Discover more from Evening Post and Mail
The agonists, the terrified, and the cheery
On thought contagions, bad influences, and why it's on everyone to be cheered by the successes of others
Even putting aside all questions of content, opinion, or ideology, there are two classes of people who make themselves both obnoxious and impossible to ignore, whether in daily life or in media (social or otherwise). One is the class of professional agonists, who are happy only in their own unhappiness and discontent. The other is the class of the congenitally fearful, who regard everything new or unfamiliar as an existential threat.
■ Both classes have always been among us. Human nature is steady like that. But human conditions do change, and both groups are able to act more quickly and more relentlessly than any of their forebears ever could. Activating themselves via memes, group chats, cable television, podcasts, Facebook groups, Snapchat subscriptions, and email chains, they can spread thought contagions faster than wildfire.
■ There is nothing wrong with rejecting them prejudicially. Any one of us has only so long to walk the Earth, and it's not a good idea to spend much of that time swatting down bad influences that haven't been thought-out anyway. The agonists and the terrified aren't spreading well-examined ideas; they're just spreading bad feelings.
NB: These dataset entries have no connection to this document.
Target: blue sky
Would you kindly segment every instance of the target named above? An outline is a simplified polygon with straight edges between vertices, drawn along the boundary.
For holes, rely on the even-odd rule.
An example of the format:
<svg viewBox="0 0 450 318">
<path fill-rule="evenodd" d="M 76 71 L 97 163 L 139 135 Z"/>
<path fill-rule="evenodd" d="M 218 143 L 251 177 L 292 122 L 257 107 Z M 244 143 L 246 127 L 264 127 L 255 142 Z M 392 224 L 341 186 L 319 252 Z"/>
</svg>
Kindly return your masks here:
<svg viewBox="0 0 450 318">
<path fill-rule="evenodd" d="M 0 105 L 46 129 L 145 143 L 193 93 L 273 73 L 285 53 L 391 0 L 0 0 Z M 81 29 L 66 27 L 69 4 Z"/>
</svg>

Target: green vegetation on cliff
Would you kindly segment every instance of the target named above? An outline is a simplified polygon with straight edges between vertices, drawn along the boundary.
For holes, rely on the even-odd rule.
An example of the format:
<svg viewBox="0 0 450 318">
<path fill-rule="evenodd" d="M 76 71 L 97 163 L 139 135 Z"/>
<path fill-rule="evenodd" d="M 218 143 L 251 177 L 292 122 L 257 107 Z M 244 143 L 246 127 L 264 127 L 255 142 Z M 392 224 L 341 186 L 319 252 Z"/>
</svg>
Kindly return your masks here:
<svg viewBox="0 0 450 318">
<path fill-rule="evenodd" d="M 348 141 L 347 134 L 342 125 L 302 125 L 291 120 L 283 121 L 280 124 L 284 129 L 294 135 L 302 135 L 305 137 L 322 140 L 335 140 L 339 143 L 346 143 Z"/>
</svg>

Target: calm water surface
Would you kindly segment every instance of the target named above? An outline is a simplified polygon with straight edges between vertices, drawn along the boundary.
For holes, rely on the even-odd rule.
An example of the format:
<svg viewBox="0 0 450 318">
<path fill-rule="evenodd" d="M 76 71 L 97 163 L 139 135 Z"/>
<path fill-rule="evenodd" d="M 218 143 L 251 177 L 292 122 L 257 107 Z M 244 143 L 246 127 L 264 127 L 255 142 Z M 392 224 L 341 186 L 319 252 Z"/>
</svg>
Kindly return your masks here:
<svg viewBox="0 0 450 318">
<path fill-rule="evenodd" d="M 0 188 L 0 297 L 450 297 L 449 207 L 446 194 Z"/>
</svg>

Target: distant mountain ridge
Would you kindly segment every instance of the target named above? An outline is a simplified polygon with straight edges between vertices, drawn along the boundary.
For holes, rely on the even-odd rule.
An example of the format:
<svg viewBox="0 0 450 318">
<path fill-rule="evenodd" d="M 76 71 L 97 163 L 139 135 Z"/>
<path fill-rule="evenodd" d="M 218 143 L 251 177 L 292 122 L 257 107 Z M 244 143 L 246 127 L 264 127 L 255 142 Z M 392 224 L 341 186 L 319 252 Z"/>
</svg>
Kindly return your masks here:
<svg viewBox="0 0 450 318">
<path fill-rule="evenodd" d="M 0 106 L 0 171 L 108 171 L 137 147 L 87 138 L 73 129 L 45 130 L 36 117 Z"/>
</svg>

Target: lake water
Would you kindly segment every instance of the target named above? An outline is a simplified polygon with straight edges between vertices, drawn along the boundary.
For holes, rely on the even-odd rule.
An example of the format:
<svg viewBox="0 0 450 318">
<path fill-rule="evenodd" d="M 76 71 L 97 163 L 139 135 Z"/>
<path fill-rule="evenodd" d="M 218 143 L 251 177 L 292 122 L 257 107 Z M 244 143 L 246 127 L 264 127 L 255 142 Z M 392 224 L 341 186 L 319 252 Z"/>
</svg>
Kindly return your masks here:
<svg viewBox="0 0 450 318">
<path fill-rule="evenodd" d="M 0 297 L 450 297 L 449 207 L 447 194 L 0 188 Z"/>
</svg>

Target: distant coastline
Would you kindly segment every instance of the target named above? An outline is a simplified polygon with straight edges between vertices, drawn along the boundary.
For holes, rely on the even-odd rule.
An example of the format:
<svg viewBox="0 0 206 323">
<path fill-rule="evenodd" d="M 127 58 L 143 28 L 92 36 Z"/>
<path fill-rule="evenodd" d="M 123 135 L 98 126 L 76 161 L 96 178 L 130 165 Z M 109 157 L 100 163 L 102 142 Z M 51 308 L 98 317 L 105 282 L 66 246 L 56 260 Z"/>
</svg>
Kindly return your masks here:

■ It's good for the human soul to take pleasure in the happiness of others. We ought to be cheered when others succeed, and to feel good when others flourish. A person can't do that when all they see is decay or threats. And they do even worse when all they contribute is rain to others' parades.
■ Life will always contain messes, errors, and wrongs. One doesn't have to be a Pollyanna about it; what goes badly is usually quite evident in short order. But it really does confound the long uphill climb of our species to fixate on the bad.